Land reclamation in Monaco
Land reclamation is done in Monaco because land is very scarce, as the nation is comparatively tiny, at 0.78 mi² (2.02 km²). To solve this problem and continue economic development, for years the country has been adding to its total land area by reclaiming land from the sea.
The entire district of Fontvieille was constructed on land reclaimed from the sea in the 1970s. It is the newest of the four traditional quartiers (districts) in the principality of Monaco, and one of ten Wards for modern administrative purposes. It is located in the western part of Monaco.

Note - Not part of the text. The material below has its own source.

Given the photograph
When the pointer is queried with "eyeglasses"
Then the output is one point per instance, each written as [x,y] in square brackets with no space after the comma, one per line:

Prince Albert's father, Rainier III, was known as the "Builder Prince". In an attempt to further develop the economy of Monaco, he first supported the idea of land reclamation. Since it was impossible to extend into France, the only solution was to reclaim land from the sea. First, the Larvotto beach district was created in the early 1960s, then the Fontvieille industrial area, increasing the principality's surface area by approximately 20 percent. More recently, Port Hercules has been extended to welcome larger cruise ships on one side, and to provide land for a new Yacht Club on the other.
Prince Albert II is currently planning to reclaim even more land. He intends to build into the Mediterranean to create a new area about 12.5 acres in size. The new district will extend from the Fontvieille district at the western foot of the 'rock', where Monaco's palace and historic centre are situated. The project will cost an estimated €11 billion. It was suspended in 2009 due to the global financial crisis and the prince's concerns regarding the marine environment. However, the project was resumed in 2010 and is expected to be completed by 2014.
Monaco's coastline on the Mediterranean is already a fragile and vulnerable environment. Any further land reclamation projects threaten to disturb or damage the coastal ecosystem. Monaco's leaders have approached the prospect of further land reclamation with caution and have stated that new projects would have to meet strict environmental standards to limit damage to flora and wildlife.